Add FPDF_CONSECUTIVE public flag.

This is a flag for use with FPDFText_FindStart(). It exists internally
in the implementation. Expose it via the public API, and add tests to
show what it does.

Fix some typos along the way.

Change-Id: Ibe86cfe9b437bb97939631214fe61c95ee2b19be
Reviewed-on: https://pdfium-review.googlesource.com/c/50472
Commit-Queue: Lei Zhang <thestig@chromium.org>
Reviewed-by: Tom Sepez <tsepez@chromium.org>
diff --git a/fpdfsdk/fpdf_text_embeddertest.cpp b/fpdfsdk/fpdf_text_embeddertest.cpp
index db2716a..fc9564d 100644
--- a/fpdfsdk/fpdf_text_embeddertest.cpp
+++ b/fpdfsdk/fpdf_text_embeddertest.cpp
@@ -210,7 +210,7 @@
       GetFPDFWideString(L"orld");
 
   {
-    // No occurences of "nope" in test page.
+    // No occurrences of "nope" in test page.

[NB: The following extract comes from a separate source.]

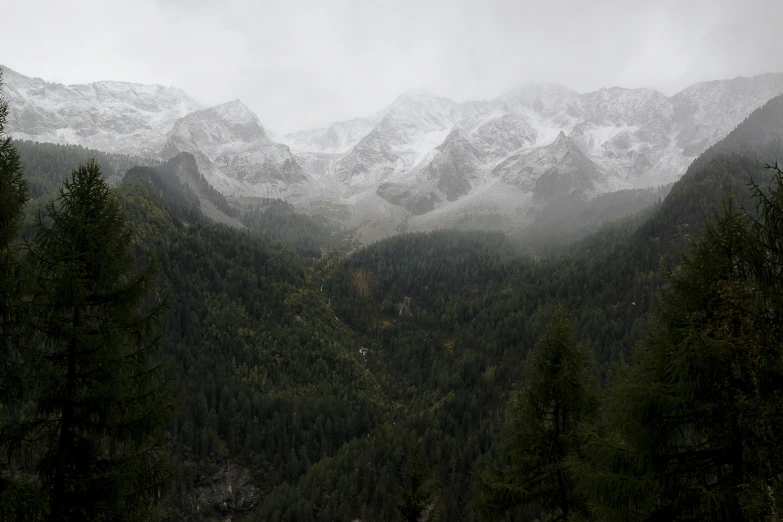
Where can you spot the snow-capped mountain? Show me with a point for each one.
(230, 144)
(423, 161)
(228, 141)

     ScopedFPDFTextFind search(FPDFText_FindStart(textpage, nope.get(), 0, 0));
     EXPECT_TRUE(search);
     EXPECT_EQ(0, FPDFText_GetSchResultIndex(search.get()));
@@ -228,7 +228,7 @@
   }
 
   {
-    // Two occurences of "world" in test page.
+    // Two occurrences of "world" in test page.

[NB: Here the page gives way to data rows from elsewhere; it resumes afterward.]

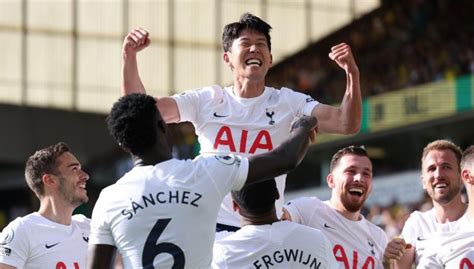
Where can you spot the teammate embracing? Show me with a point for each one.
(162, 213)
(356, 242)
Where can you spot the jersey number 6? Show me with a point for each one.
(152, 249)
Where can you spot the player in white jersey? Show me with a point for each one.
(247, 117)
(356, 242)
(51, 237)
(264, 241)
(455, 249)
(162, 213)
(440, 176)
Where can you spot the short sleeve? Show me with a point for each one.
(100, 227)
(408, 232)
(14, 245)
(296, 210)
(228, 172)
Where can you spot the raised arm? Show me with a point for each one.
(134, 42)
(346, 118)
(286, 156)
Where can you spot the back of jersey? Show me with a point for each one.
(279, 245)
(164, 216)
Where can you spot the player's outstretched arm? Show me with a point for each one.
(286, 156)
(133, 42)
(101, 256)
(347, 118)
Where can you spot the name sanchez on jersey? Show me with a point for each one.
(162, 197)
(287, 256)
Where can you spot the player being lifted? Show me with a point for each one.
(247, 117)
(169, 206)
(356, 242)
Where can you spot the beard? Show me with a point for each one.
(352, 206)
(446, 197)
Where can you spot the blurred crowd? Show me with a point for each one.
(401, 44)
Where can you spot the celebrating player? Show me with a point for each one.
(51, 237)
(169, 206)
(356, 242)
(247, 117)
(455, 249)
(264, 241)
(441, 179)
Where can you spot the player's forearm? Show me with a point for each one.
(285, 157)
(351, 105)
(131, 82)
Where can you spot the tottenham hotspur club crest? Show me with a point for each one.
(270, 114)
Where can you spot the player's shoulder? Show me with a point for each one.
(301, 201)
(82, 221)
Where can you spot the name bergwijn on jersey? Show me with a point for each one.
(287, 256)
(162, 197)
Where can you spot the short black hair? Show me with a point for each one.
(355, 150)
(133, 122)
(43, 162)
(247, 21)
(257, 198)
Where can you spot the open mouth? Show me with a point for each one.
(356, 191)
(440, 186)
(255, 62)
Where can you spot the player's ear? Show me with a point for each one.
(48, 180)
(235, 206)
(227, 59)
(330, 180)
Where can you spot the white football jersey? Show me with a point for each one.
(453, 249)
(420, 226)
(279, 245)
(225, 123)
(166, 214)
(355, 244)
(34, 242)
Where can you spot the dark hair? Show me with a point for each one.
(247, 22)
(467, 157)
(43, 162)
(132, 122)
(443, 145)
(355, 150)
(257, 198)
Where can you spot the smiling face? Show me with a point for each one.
(351, 182)
(249, 56)
(72, 180)
(441, 176)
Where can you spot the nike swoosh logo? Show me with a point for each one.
(219, 116)
(50, 246)
(329, 227)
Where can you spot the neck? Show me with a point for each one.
(56, 210)
(450, 211)
(246, 88)
(150, 158)
(339, 207)
(249, 219)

     ScopedFPDFTextFind search(FPDFText_FindStart(textpage, world.get(), 0, 2));
     EXPECT_TRUE(search);
 
@@ -236,12 +236,12 @@
     EXPECT_EQ(0, FPDFText_GetSchResultIndex(search.get()));
     EXPECT_EQ(0, FPDFText_GetSchCount(search.get()));
 
-    // First occurence of "world" in this test page.
+    // First occurrence of "world" in this test page.

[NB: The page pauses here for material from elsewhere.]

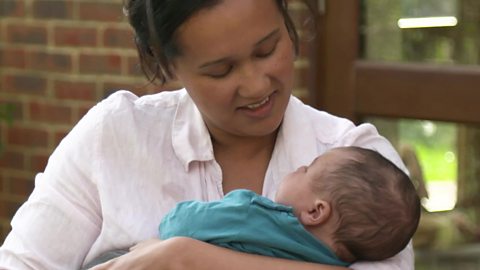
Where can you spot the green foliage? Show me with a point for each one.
(435, 143)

     EXPECT_TRUE(FPDFText_FindNext(search.get()));
     EXPECT_EQ(7, FPDFText_GetSchResultIndex(search.get()));
     EXPECT_EQ(5, FPDFText_GetSchCount(search.get()));
 
-    // Last occurence of "world" in this test page.
+    // Last occurrence of "world" in this test page.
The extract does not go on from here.